Needless to say, our report has attracted a fair amount of comment. And commentators have made some interesting and important arguments. Take my “ads cannot be divorced from reality” point above. Clearly we – the UK advertising regulator - must take into account the way things are, but what should we do if, for example, an ad is reflecting a part of society as it is now, but that part is not fair and equal? 

The ad might simply be mirroring the way things are, but at a time when many people in our society, including through public policy and equality laws, are trying to mould it into something different. If we reign in the more extreme examples, are we being social engineers? Or are we simply taking a small step in redressing the imbalance in a society where the drip, drip, drip of gender stereotyping over many years has, itself, been social engineering. And social engineering which, ironically, has left us with too few engineers.
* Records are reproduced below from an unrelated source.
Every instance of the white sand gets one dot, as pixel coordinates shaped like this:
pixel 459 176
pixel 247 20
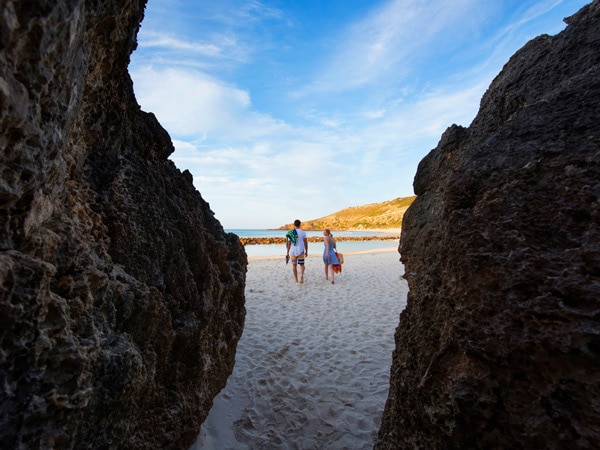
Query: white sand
pixel 312 366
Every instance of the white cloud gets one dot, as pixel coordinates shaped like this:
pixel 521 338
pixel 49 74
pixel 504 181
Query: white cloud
pixel 192 104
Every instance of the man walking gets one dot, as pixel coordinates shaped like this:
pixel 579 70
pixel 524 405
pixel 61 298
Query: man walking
pixel 297 248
Read more: Why new rules on gender stereotyping in ads benefit men, too

The report gave news outlets a chance to run plenty of well-known ads from yesteryear. Fairy Liquid, Shake 'n' Vac and some real “even a woman can open it”-type horrors from decades ago. For some, that was an opportunity to make the point that ads really were sexist back then, but everything’s fine on the gender stereotyping front today. That argument shows a real lack of imagination. 

History has not stopped. If we’re looking back at ads of 50 years ago and marvelling at how we thought they were OK back then, despite knowing they were products of their time, won’t our children and grandchildren be doing exactly the same thing in 50 years’ time? What “norms” now will seem antiquated and unpleasant in the future? We think the evidence points to some portrayals of gender roles and characteristics being precisely such norms, excused by some today on the basis that that’s just the way it is.

Our report signals that change is coming. CAP will now work on the standards so we can pin down the rules and official guidance. We don’t want to catch advertisers out, so we and CAP will work hard to provide as much advice and training as we can, so they can get their ads right in the first place. And from next year, we at the ASA will make sure those standards are followed, taking care that our regulation is balanced and wholly respectful of the public’s desire to continue to see creative ads that are relevant, entertaining and informative. 

You won’t see a sea-change in the ads that appear, but we hope to smooth some of the rougher edges. This is a small but important step in making sure modern society is better represented in ads.